今回は「クィクィルコのピラミッド」をご紹介いたします。こちらはメキシコの古代遺跡の一つで現存する最古の円形ピラミッドと考えられています。
場所はメキシコのメキシコシティ南部トラルパン地区にあります。紀元前800年ごろのサカテンコ期と呼ばれる時代にこの地への定住が始まり、円形ピラミッドも同時期に建造が始まりました。ピラミッドはそのあと4回にわたって増改築が行われました。高さは20メートル、直径は約80メートルの円形をしています。
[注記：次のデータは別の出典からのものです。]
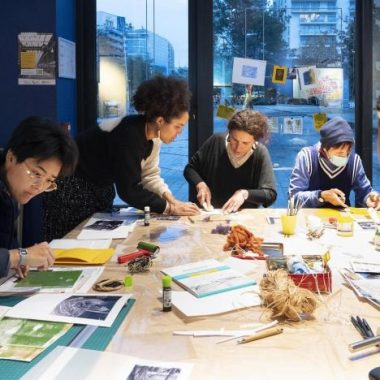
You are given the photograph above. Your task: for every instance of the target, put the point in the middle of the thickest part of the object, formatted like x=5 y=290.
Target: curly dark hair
x=43 y=139
x=168 y=97
x=252 y=122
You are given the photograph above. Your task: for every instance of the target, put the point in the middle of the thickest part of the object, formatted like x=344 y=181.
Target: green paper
x=51 y=279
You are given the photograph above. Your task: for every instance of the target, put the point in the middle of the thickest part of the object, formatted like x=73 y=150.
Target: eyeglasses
x=38 y=179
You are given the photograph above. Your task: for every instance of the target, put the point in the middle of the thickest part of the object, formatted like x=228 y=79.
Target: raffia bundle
x=284 y=298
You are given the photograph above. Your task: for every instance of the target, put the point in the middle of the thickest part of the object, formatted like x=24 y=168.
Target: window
x=279 y=35
x=136 y=40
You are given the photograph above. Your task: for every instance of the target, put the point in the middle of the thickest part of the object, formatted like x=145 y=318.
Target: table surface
x=309 y=349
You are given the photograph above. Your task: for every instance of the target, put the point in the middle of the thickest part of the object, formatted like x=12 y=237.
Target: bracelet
x=23 y=252
x=244 y=193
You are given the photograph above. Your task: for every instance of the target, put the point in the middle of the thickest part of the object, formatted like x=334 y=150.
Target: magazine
x=208 y=277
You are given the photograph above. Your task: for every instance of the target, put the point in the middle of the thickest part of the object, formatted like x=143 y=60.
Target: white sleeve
x=150 y=171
恐らくは宗教的な慣習や儀式に使われたと推測されていますが詳細はわかっていません。この後に発展するメソアメリカ文明と呼ばれるメキシコや中央アメリカの地域で発展した文明は、月のピラミッドで知られるティオティワカンや太陽の神殿などがあるマヤ文明では四角形のピラミッドや神殿型のピラミッドが建てられてることからも、このクィクィルコにおけるピラミッドの意味合いは少し違ったものだったのかも知れません。
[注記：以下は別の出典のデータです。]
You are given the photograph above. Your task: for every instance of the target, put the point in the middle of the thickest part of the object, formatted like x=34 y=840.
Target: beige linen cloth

それはこの円形ピラミッドの地底に地下室が広がっていることからもわかります。地下には地上に見えているよりも大きい階層が広がっている可能性があるとも言われていますが、詳細はハッキリしていません。
なぜ発掘が進んでいないのか。それはこの地域一体が紀元前200年~100年ごろ、近くにあるシトレ火山が大噴火を起こして大量の溶岩で埋まってしまったからなのです。発展した都市はその時に滅亡し、その後文明の中心地はテオティワカンに移っていったとされています。しかし、溶岩に埋もれてしまったおかげで一体は封印され、保存されたとも言えるのではないでしょうか。
都市全体が溶岩で埋まってしまったために、保存状態は良いものの発掘は困難で今現在でも多くの部分が未調査です。このクィクィルコ文明はテオティワカン文明が発展する前の重要な文化圏であり、メソアメリカ文明の起源を探る上で重要な遺跡とされています。未発見の部分には未知の遺跡や遺物が沢山埋まっている可能性があり、まだまだ多くの謎に包まれたとても興味深い遺跡です。
一見わかりやすいオーパーツではありませんが、発掘するのに莫大な時間も資金も必要で、そこにあるのに解明が出来ない不思議な遺跡はオーパーツと言っても過言ではないかと思います。
もしかすると地下にはピラミッドのように階層が重なり広がっていて、地下都市みたいになっている可能性だってあるし、マヤ文明などで多用されているような黄金がふんだんに使われた遺物が残っているかもしれません。今後の発掘調査に期待したい遺跡ですね!